Wenn Menschen sich finden
Es gibt Momente, die mich immer wieder staunen lassen. Einer davon ist unscheinbar, dauert nicht einmal so lange, und entscheidet doch oft darüber, wie entlastend unsere Unterstützung für eine Familie sein wird. Wir nennen ihn «Matching». Ein nüchternes Wort für etwas, das in Wahrheit viel lebendiger, feiner und menschlicher ist.
Auf dem Papier erscheint alles einfach: Eine Familie braucht Unterstützung, eine freiwillige Mitarbeiterin oder ein freiwilliger Mitarbeiter hat Zeit. Termin finden. Einsatz starten.
Doch so funktioniert das Leben nicht. Und schon gar nicht das Leben von Familien, die ein schwer krankes Kind begleiten.
Raum zwischen Hoffnungen und Möglichkeiten
Jede Familie trägt ihre eigene Geschichte, ihre Dynamik, ihre Verletzlichkeit. Und jede freiwillige Person bringt ihr Persönlichkeit mit: Erfahrungen, Grenzen, Stärken, Unsicherheiten. Wenn diese beiden Welten aufeinandertreffen, entsteht ein Raum zwischen Hoffnungen und Möglichkeiten. Genau dort entscheidet sich, ob Entlastung gelingt.
Das «Matching» ist deshalb kein logistischer Vorgang, sondern ein Moment echten Hinsehens: Wie ticken diese Menschen? Was brauchen sie wirklich? Welche Haltung passt zu welcher Lebenslage?
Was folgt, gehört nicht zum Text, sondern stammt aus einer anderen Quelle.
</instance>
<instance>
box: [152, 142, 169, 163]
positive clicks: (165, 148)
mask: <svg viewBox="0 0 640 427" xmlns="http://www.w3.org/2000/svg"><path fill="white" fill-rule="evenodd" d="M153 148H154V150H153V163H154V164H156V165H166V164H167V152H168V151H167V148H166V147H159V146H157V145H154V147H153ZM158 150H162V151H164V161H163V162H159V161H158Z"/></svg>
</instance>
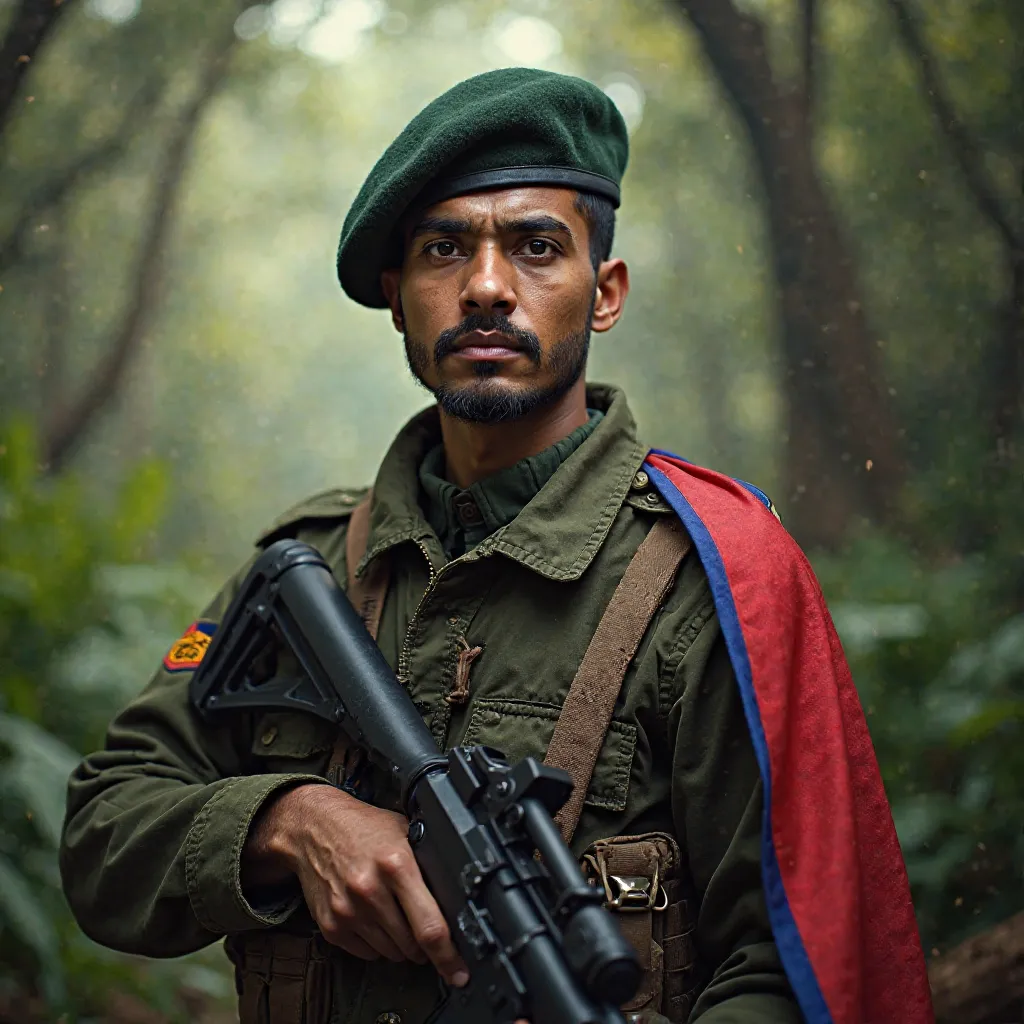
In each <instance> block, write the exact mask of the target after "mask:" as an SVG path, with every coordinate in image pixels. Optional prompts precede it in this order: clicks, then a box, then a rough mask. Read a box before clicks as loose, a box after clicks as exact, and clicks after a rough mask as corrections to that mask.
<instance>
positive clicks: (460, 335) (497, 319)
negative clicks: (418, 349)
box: [434, 313, 541, 366]
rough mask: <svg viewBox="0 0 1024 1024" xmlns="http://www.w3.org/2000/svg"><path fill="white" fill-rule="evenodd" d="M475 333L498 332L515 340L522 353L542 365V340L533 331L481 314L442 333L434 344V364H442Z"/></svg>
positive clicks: (516, 343) (503, 316) (471, 314)
mask: <svg viewBox="0 0 1024 1024" xmlns="http://www.w3.org/2000/svg"><path fill="white" fill-rule="evenodd" d="M474 331H497V332H498V333H499V334H503V335H505V336H506V337H507V338H511V339H513V341H515V343H516V345H517V346H518V347H519V348H520V349H521V350H522V352H523V353H524V354H525V355H526V356H528V357H529V359H530V360H532V361H534V362H535V364H537V365H538V366H540V365H541V339H540V338H538V336H537V335H536V334H534V332H532V331H527V330H525V329H524V328H521V327H519V326H517V325H516V324H513V323H512V321H510V319H509V318H508V316H503V315H502V314H501V313H499V314H498V315H497V316H483V315H481V314H480V313H470V315H469V316H466V317H465V318H464V319H463V322H462V323H461V324H459V325H458V327H450V328H449V329H447V330H446V331H441V333H440V334H439V335H438V336H437V340H436V341H435V342H434V362H435V364H437V362H440V361H441V359H443V358H444V356H445V355H451V354H452V353H453V352H454V351H455V350H456V342H458V340H459V339H460V338H464V337H465V336H466V335H467V334H472V333H473V332H474Z"/></svg>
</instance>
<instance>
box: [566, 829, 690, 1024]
mask: <svg viewBox="0 0 1024 1024" xmlns="http://www.w3.org/2000/svg"><path fill="white" fill-rule="evenodd" d="M582 866H583V870H584V874H585V876H586V877H587V881H588V882H590V884H591V885H594V886H597V887H598V888H602V889H603V890H604V896H605V904H604V905H605V906H606V907H607V908H608V909H609V910H611V911H612V913H615V914H616V915H617V920H618V924H620V926H621V927H622V930H623V934H624V935H625V936H626V938H627V940H628V941H629V942H630V943H631V945H633V947H634V948H635V949H636V951H637V954H638V955H639V956H640V963H641V964H642V965H643V969H644V976H643V982H642V983H641V985H640V990H639V991H638V992H637V994H636V995H635V996H634V997H633V998H632V999H631V1000H630V1001H629V1002H627V1004H625V1005H624V1006H623V1007H622V1011H623V1013H624V1014H625V1015H626V1019H627V1021H629V1022H630V1024H641V1022H643V1024H657V1022H665V1021H669V1022H671V1024H683V1022H685V1021H686V1020H687V1018H688V1017H689V1014H690V1010H691V1009H692V1007H693V1002H694V1000H695V999H696V995H697V991H698V988H699V984H698V982H699V979H698V977H697V967H696V951H695V947H694V944H693V927H694V922H693V916H692V912H691V907H692V905H693V904H692V902H691V901H689V900H687V898H686V881H685V873H684V869H683V863H682V857H681V856H680V852H679V844H678V843H677V842H676V841H675V839H673V837H672V836H670V835H668V834H667V833H645V834H644V835H642V836H616V837H613V838H612V839H602V840H598V841H597V842H596V843H593V844H592V845H591V846H590V847H588V849H587V851H586V852H585V853H584V856H583V861H582Z"/></svg>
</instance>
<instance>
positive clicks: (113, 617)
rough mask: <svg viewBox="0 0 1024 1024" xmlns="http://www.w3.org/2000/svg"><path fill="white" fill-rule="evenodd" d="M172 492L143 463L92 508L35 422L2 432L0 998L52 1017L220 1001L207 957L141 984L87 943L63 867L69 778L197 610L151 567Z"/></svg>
mask: <svg viewBox="0 0 1024 1024" xmlns="http://www.w3.org/2000/svg"><path fill="white" fill-rule="evenodd" d="M164 492H165V475H164V471H163V469H162V468H161V467H160V466H159V465H157V464H156V463H144V464H142V465H140V466H139V467H138V468H137V469H136V470H135V471H134V472H133V473H132V474H131V475H130V476H129V477H128V478H127V479H126V481H125V482H124V484H123V486H122V487H121V488H120V490H119V493H118V494H117V495H116V496H115V497H114V499H113V500H112V501H111V503H110V506H109V507H108V508H102V507H97V506H96V502H95V500H94V499H93V498H91V497H89V496H88V494H87V490H86V489H85V488H84V487H83V486H82V485H81V483H80V482H79V481H76V480H75V479H73V478H68V477H66V478H61V479H59V480H50V479H47V478H45V477H44V476H42V475H41V474H40V472H39V469H38V465H37V456H36V451H35V444H34V436H33V432H32V430H31V429H30V428H29V427H28V426H27V425H26V424H24V423H14V424H12V425H9V426H8V427H7V428H6V429H5V430H4V431H3V432H2V433H0V794H2V798H3V799H2V803H0V996H2V995H3V993H4V991H5V990H6V991H8V992H9V991H10V990H12V989H14V988H18V987H20V988H22V989H24V988H26V982H27V981H28V982H29V985H28V990H29V991H33V990H35V991H36V992H38V994H39V995H40V996H41V997H42V998H43V1000H44V1004H45V1006H46V1007H48V1008H49V1010H48V1011H47V1012H46V1014H47V1019H51V1018H50V1017H49V1016H48V1015H49V1014H51V1013H52V1014H53V1015H54V1016H55V1015H56V1013H57V1012H59V1011H61V1010H63V1011H67V1012H68V1013H70V1014H73V1015H74V1016H73V1017H72V1018H70V1019H78V1015H80V1014H85V1015H88V1012H89V1010H90V1008H91V1009H92V1010H97V1011H98V1010H99V1009H101V1007H102V1005H103V1001H104V1000H105V999H106V998H109V996H110V992H111V990H121V991H129V992H131V991H135V992H137V993H138V994H140V995H141V994H142V993H144V994H145V998H146V999H147V1000H148V1001H150V1002H152V1004H153V1005H155V1006H158V1007H162V1008H163V1009H164V1010H165V1012H168V1013H170V1014H172V1015H174V1014H177V1015H178V1016H180V1014H181V1012H182V1011H181V1008H180V1006H179V1005H178V1000H177V991H178V989H179V988H180V986H181V985H182V983H183V982H184V981H187V982H188V983H190V984H191V985H193V986H194V987H199V988H202V989H206V990H210V989H211V988H213V989H217V986H218V985H219V988H220V990H222V989H223V988H224V985H223V979H222V978H221V977H219V976H217V975H213V974H211V973H210V970H209V968H207V967H206V966H205V961H204V959H202V958H201V959H200V961H199V962H198V963H193V962H188V963H185V964H184V965H174V966H158V967H148V968H146V969H145V970H143V969H141V968H140V967H139V966H138V965H136V964H135V963H134V962H132V961H130V959H129V958H127V957H123V956H118V955H117V954H114V953H112V952H110V951H108V950H104V949H101V948H100V947H99V946H97V945H95V944H94V943H92V942H90V941H89V940H88V939H86V938H85V937H84V936H83V935H82V934H81V933H80V932H79V931H78V928H77V926H76V925H75V924H74V922H73V921H72V919H71V915H70V912H69V910H68V908H67V906H66V904H65V902H63V897H62V895H61V893H60V884H59V877H58V872H57V864H56V850H57V845H58V843H59V839H60V828H61V823H62V821H63V811H65V806H63V801H65V787H66V785H67V780H68V775H69V774H70V773H71V771H72V769H73V768H74V766H75V765H76V764H77V762H78V760H79V756H80V754H81V753H82V752H84V751H86V750H93V749H95V748H96V746H98V745H99V744H100V743H101V742H102V733H103V729H104V727H105V724H106V722H108V721H109V720H110V718H111V717H112V716H113V714H114V713H115V711H116V710H117V709H118V708H119V707H120V706H122V705H123V703H124V702H125V701H126V700H128V699H129V697H130V695H131V694H132V692H134V691H136V690H137V689H138V687H139V684H140V681H141V680H144V679H145V678H146V677H147V676H148V675H150V674H151V673H152V671H153V666H154V665H155V664H157V660H158V659H159V657H160V655H161V653H162V651H163V649H164V647H166V644H167V638H168V637H169V636H173V635H174V634H175V632H176V631H177V630H179V629H180V623H181V621H182V618H183V617H184V615H185V614H186V613H187V612H186V611H185V610H184V609H185V608H186V607H190V606H194V605H195V604H196V592H195V591H196V583H195V581H194V580H191V578H190V577H189V575H188V574H187V573H186V572H185V571H184V570H183V569H181V568H179V567H176V566H173V565H171V566H165V565H156V564H153V565H147V564H145V563H144V562H142V561H140V559H141V558H143V557H144V556H145V554H146V549H147V545H148V543H150V538H151V536H152V531H153V528H154V527H155V525H156V524H157V522H158V521H159V516H160V514H161V512H162V507H163V502H164ZM211 979H212V981H211ZM218 994H222V991H218Z"/></svg>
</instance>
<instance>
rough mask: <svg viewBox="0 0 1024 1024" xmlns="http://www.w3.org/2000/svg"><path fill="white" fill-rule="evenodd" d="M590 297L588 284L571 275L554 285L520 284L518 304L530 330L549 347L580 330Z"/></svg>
mask: <svg viewBox="0 0 1024 1024" xmlns="http://www.w3.org/2000/svg"><path fill="white" fill-rule="evenodd" d="M593 294H594V290H593V285H592V283H591V282H590V281H587V282H584V281H581V280H580V278H579V276H578V275H575V274H573V275H572V276H571V278H566V279H564V280H561V281H557V282H552V281H548V282H523V284H522V286H521V287H520V295H519V298H520V302H519V305H520V309H521V310H522V312H523V314H525V316H526V317H527V318H528V319H529V321H530V325H531V328H532V330H534V331H535V332H536V333H537V334H538V336H539V337H540V338H541V340H542V341H543V342H544V343H545V346H546V347H549V346H550V345H553V344H555V343H557V342H559V341H561V340H562V338H564V337H565V335H567V334H569V333H570V332H572V331H579V330H580V328H581V326H582V325H583V322H584V319H585V318H586V316H587V313H588V311H589V309H590V303H591V299H592V297H593Z"/></svg>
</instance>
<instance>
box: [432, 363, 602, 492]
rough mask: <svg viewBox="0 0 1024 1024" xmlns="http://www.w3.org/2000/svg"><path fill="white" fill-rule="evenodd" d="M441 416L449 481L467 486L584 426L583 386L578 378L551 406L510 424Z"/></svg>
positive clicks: (441, 421)
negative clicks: (480, 422) (574, 382)
mask: <svg viewBox="0 0 1024 1024" xmlns="http://www.w3.org/2000/svg"><path fill="white" fill-rule="evenodd" d="M440 417H441V440H442V441H443V443H444V460H445V463H446V474H447V478H449V479H450V480H451V481H452V482H453V483H454V484H456V485H457V486H459V487H468V486H469V485H470V484H472V483H476V482H477V480H482V479H483V478H484V477H486V476H490V475H492V474H493V473H497V472H498V471H499V470H502V469H508V467H509V466H514V465H515V464H516V463H517V462H521V461H522V460H523V459H528V458H529V457H530V456H531V455H537V454H538V453H540V452H543V451H544V450H545V449H548V447H551V445H552V444H554V443H556V442H557V441H560V440H561V439H562V438H563V437H567V436H568V435H569V434H570V433H572V431H573V430H575V429H577V428H578V427H582V426H583V425H584V424H585V423H586V422H587V420H588V415H587V391H586V385H585V383H584V381H583V379H582V378H581V379H580V380H579V381H578V382H577V383H575V384H574V385H573V386H572V387H571V388H570V389H569V390H568V391H567V392H566V393H565V394H563V395H562V396H561V397H560V398H558V399H557V400H556V401H554V402H552V403H551V404H550V406H546V407H544V408H543V409H537V410H535V411H534V412H532V413H530V414H529V415H528V416H524V417H523V418H522V419H521V420H512V421H510V422H508V423H466V422H465V421H464V420H456V419H453V418H452V417H451V416H447V415H446V414H445V413H444V411H443V410H441V414H440Z"/></svg>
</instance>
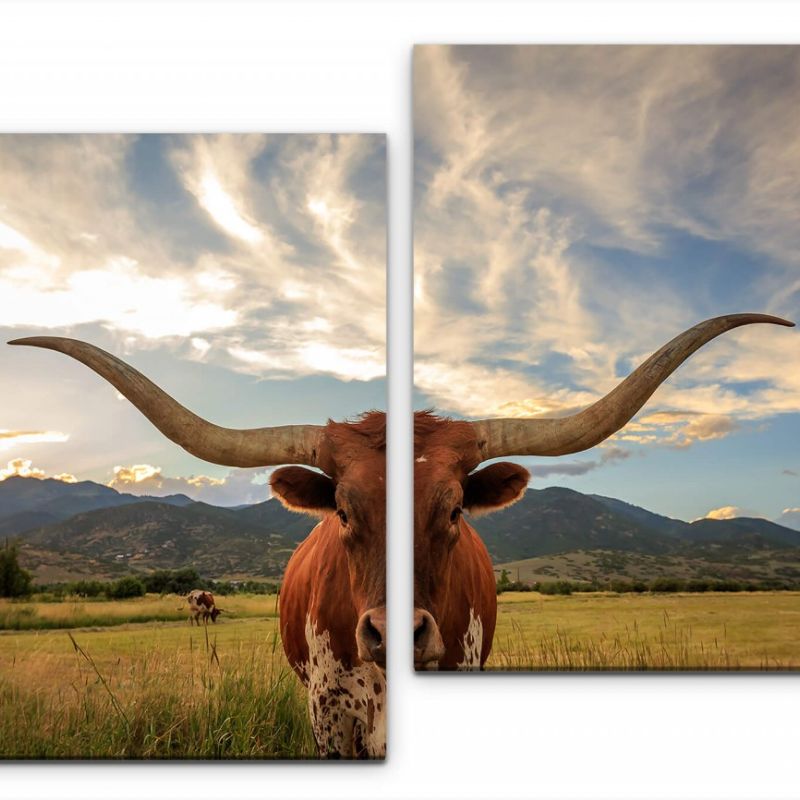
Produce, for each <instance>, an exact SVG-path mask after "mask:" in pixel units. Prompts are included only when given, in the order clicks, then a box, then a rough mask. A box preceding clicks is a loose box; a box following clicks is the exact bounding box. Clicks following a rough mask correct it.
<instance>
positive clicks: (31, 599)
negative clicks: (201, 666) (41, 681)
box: [0, 594, 278, 631]
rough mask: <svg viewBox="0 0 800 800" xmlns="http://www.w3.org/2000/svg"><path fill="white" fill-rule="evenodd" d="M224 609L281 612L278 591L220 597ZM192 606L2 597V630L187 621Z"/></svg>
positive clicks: (267, 611) (124, 600)
mask: <svg viewBox="0 0 800 800" xmlns="http://www.w3.org/2000/svg"><path fill="white" fill-rule="evenodd" d="M217 605H218V606H219V607H220V608H221V609H224V613H223V614H222V616H221V617H220V620H225V621H231V620H238V619H242V618H247V617H264V616H271V617H274V616H276V615H277V613H278V606H277V598H276V597H275V595H233V596H231V597H218V598H217ZM188 619H189V610H188V606H187V604H186V598H185V597H179V596H178V595H165V596H163V597H162V596H161V595H152V594H150V595H147V596H145V597H137V598H133V599H131V600H85V599H80V598H77V597H76V598H73V599H71V600H69V599H67V600H63V601H61V602H42V601H41V600H38V599H37V597H36V596H35V595H34V597H33V598H32V599H31V601H30V602H27V601H24V600H23V601H19V600H13V601H12V600H3V599H0V631H3V630H33V629H46V628H87V627H105V626H109V625H120V624H123V623H126V622H186V623H187V625H188V622H187V620H188Z"/></svg>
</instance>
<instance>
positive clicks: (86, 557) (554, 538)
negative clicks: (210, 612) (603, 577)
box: [0, 477, 800, 582]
Es sind Fragen, die keine Tabelle beantworten kann.
Das Kennenlernen: Wo Wahrheiten leise ausgesprochen werden
Das Kennenlerngespräch führe ich nie selbst, aber ich weiss, wie viel darin passiert. Die Regionalleitung moderiert, übersetzt, balanciert Erwartungen, benennt Grenzen. Es ist einer der seltenen Momente, in denen Familien tatsächlich laut sagen, was ihnen schwerfällt. Und der Moment, in dem freiwillige Mitarbeitende spüren, ob sie diesen Weg mitgehen können. Nicht immer passt es. Und das ist kein Scheitern, sondern Teil der Ehrlichkeit, die unsere Arbeit braucht.
Was «Matching» mit uns selbst macht
Für die freiwilligen Mitarbeiten bedeutet ein gelungenes «Matching» etwas sehr Wertvolles: Sie erleben, dass ihr Engagement wirkt. Nicht heroisch, nicht spektakulär, sondern im Alltag. In einem Lachen. In einer Stunde Pause für die Eltern. In dem Moment, in dem ein Geschwisterkind wieder Kind sein darf. Diese Wirkung ist es, die Menschen langfristig trägt. Und sie beginnt stets mit diesem ersten, sorgfältigen Zusammenbringen.
Am Ende geht es immer ums Menschsein
Je länger ich mit Pro Pallium unterwegs bin, desto klarer sehe ich: «Matching» ist nicht das Herzstück unserer Familienentlastung, es ist ihr Pulsschlag. Es zeigt uns, wie unterschiedlich Menschen sind und wie gut sie sich ergänzen können, wenn wir hinschauen.
Vielleicht liegt genau darin die Magie: Nicht darin, Probleme zu lösen, sondern Beziehungen zu ermöglichen, Halt zu geben.
Denn manchmal beginnt Entlastung nicht mit dem, was wir tun, sondern mit dem Menschen, den wir an die Seite stellen.